The Mothers, as they called themselves, became immersed in studies of nuclear radiation and its effects as well as the intricacies of the NRC's appellate system. They would meet in the evenings, after their children went to bed. If they couldn't get their husbands to babysit, they'd bring them along. "You don't have to be a nuclear scientist to educate yourself," says Apfelberg. "We were intelligent people and we did it."
A 40-year fight
In 1973, on behalf of the group, Apfelberg and her friend became official intervenors in the plant's licensing proceedings. They wrote a letter to the NRC enumerating the dangers of nuclear power in general and the Diablo canyon location in particular. Their general concerns were quickly dismissed, but the specific concerns about Diablo -- its proximity to the fault lines, and its single narrow canyon road evacuation route -- caught the council's attention and gave the Mothers grounds for a fight.
That fight lasted nearly a decade. Funded by bake sales and bolstered by a pro bono legal team, the Mothers managed to help stall the opening of the plant for years as the legal wrangling made its way through the courts. A few women left to start the Abalone Alliance, which used illegal protest and picketing to bring the story of Diablo to the national stage. A massive protest in 1980 against the plant attracted the likes of Jane Fonda, Jackson Browne and Wavy Gravy, but it didn't make a difference. Apfelberg and many others were arrested, including her husband and her son. Former (and future) Governor Jerry Brown also joined in, filing paperwork protesting the opening. It was all for naught. "We thought we could change things by ourselves," says Apfelberg. "We were naïve."

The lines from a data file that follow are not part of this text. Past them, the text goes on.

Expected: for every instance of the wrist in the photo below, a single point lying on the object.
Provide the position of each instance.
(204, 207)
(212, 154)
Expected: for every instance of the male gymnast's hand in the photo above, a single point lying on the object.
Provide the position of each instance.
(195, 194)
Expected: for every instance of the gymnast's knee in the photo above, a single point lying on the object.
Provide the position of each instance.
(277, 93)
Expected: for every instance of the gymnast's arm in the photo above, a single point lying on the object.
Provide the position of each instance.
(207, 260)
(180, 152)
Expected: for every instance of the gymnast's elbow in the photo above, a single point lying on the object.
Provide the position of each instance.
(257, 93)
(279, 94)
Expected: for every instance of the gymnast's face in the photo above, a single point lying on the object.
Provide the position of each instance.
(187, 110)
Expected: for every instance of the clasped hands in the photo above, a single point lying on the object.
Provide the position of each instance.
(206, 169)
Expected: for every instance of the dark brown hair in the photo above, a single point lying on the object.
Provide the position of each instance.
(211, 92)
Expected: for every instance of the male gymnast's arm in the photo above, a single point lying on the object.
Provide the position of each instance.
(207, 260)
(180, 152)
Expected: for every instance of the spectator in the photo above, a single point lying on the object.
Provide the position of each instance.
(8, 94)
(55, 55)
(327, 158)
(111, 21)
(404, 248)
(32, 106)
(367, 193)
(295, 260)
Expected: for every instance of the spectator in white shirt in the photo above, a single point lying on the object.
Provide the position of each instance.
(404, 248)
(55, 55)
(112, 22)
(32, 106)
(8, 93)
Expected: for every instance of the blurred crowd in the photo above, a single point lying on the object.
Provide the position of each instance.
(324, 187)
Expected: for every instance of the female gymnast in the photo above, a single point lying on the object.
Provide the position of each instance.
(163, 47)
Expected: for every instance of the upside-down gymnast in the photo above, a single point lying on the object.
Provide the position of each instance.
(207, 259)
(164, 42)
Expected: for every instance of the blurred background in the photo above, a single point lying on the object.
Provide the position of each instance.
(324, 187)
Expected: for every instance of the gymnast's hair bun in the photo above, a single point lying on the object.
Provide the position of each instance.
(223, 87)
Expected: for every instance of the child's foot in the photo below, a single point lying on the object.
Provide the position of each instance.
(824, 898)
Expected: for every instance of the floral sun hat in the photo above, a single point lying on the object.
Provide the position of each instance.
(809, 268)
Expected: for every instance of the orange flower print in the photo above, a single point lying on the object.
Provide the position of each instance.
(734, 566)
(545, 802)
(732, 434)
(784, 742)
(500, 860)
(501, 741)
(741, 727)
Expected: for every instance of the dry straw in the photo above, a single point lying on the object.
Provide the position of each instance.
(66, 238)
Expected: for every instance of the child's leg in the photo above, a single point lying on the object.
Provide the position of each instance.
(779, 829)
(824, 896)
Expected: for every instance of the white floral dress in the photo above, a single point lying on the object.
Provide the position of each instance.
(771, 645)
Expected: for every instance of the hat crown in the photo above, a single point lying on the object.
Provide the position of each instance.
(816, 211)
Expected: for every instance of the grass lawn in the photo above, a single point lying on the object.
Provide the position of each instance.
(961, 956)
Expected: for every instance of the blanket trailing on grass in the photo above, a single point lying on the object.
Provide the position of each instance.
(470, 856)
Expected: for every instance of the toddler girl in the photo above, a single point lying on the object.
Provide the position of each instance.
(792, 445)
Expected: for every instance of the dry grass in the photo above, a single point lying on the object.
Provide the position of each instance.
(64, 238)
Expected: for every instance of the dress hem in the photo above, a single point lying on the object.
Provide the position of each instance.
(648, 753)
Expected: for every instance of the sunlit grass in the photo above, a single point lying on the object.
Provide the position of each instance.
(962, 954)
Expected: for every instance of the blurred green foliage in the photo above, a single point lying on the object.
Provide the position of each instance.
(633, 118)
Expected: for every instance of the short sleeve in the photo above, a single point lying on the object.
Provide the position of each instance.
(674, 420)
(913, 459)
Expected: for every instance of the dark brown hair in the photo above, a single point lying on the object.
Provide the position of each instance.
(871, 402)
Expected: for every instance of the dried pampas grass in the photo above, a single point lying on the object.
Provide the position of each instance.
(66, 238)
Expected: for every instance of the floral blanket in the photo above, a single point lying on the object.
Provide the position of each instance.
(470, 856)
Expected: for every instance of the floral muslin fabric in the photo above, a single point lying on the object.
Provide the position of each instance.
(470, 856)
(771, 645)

The plant opened in 1981 and the first reactor went on line in 1984. But Apfelberg and the Mothers for Peace have remained active, appearing at public hearings, and recently trying to fight PG&E's upcoming plans to renew the plant's operating license for another 20 years.
While Armageddon hasn't come to Avila Beach, Apfelberg said that she has felt the negative effects of living downwind of the plant. She wonders if the cancer that has metastasized from her breasts to her liver and her bones isn't somehow connected. A quarter of the dozen women who make up Mothers for Peace now have cancer, says Apfelberg. "At this time it's stupid to say I told you so," says Apfelberg, with a sad smile. But she did. "What we say is that we have to use what's happening now to stop it from happening again, to stop Diablo."
When I ask Apfelberg why she's stayed, why she lives just minutes away from something that she believes is so dangerous, she at first hedges the question. "All my friends are here, all my organizations are here," she says. "It's possible I could go some place that doesn't have a nuclear power plant, but there's all the other things that we do have. But those are all excuses because I love it here. And at this point I'd rather stay here and fight PG&E. As long as they keep going, we'll keep going. It's not as if this is our last act, by any stretch of the imagination."